Aluminium is the third most abundant element on earth but it is known to have toxic effects that cause brain disease, bone disease, and anaemia. There is concern especially in relation to its possible role in Alzheimer's disease. The changes observed in animals exposed to aluminium are similar to those observed in patients with Alzheimer's disease. Aluminium has been found in some areas of the brain of victims of Alzheimer's at levels not too dissimilar from that in the brains of the animals exposed. Some of the findings and their interpretation are controversial. Unfortunately, the amounts of aluminium absorbed by the residents of Camelford are unknown.
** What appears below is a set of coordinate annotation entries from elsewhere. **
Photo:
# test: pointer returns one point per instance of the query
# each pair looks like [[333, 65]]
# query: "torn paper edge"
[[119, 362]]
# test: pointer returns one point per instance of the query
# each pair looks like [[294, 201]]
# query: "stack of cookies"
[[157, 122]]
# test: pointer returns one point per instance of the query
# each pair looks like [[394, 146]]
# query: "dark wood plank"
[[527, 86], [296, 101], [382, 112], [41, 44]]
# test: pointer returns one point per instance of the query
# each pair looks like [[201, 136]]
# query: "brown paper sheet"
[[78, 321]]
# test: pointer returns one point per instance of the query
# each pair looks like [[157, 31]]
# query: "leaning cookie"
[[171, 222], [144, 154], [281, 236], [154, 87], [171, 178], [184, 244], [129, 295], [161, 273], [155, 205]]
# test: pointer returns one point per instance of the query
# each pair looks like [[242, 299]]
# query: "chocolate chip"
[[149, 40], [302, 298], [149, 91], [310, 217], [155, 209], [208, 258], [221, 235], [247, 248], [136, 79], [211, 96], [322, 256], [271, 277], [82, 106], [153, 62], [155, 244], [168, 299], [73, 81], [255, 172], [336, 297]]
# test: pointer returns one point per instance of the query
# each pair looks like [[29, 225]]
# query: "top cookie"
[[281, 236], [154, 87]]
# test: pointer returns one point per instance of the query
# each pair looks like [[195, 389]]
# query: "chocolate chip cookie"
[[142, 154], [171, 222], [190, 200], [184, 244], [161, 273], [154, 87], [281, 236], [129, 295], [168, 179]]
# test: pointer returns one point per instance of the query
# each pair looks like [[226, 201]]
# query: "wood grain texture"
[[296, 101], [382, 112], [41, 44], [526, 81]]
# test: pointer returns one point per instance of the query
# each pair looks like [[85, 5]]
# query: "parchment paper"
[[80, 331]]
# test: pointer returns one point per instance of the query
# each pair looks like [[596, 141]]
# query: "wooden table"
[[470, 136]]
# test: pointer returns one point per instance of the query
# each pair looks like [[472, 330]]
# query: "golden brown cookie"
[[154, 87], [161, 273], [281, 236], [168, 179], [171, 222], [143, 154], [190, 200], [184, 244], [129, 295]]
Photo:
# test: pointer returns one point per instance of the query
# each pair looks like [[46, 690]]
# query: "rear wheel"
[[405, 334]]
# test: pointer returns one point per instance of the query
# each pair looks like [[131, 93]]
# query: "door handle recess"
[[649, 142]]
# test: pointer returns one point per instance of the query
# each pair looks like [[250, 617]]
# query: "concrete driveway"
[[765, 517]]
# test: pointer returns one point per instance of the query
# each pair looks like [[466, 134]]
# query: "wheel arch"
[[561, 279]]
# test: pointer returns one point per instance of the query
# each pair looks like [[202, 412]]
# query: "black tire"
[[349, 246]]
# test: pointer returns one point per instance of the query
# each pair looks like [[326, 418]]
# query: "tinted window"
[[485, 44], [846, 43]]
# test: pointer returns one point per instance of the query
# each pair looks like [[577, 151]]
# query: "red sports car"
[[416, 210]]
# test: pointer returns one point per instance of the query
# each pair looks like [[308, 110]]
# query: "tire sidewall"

A further review of the information available is currently being considered by the Committee on Toxicity in the UK.

We are all exposed to aluminium from the metal utensils we use and also from the occasional use of medicinal preparations such as antacids, but it is poorly absorbed and the risk is probably very small. Dialysis patients with renal disease were found to be at risk of brain damage due to the aluminium derived from the equipment. Realization of this led to a lowering of the exposure of such patients, which decreased the occurrence of toxic effects of aluminium. Patients on dialysis with end stage renal disease, in whom some accumulation of aluminium occurred, showed evidence of metabolic abnormalities and in psychomotor function.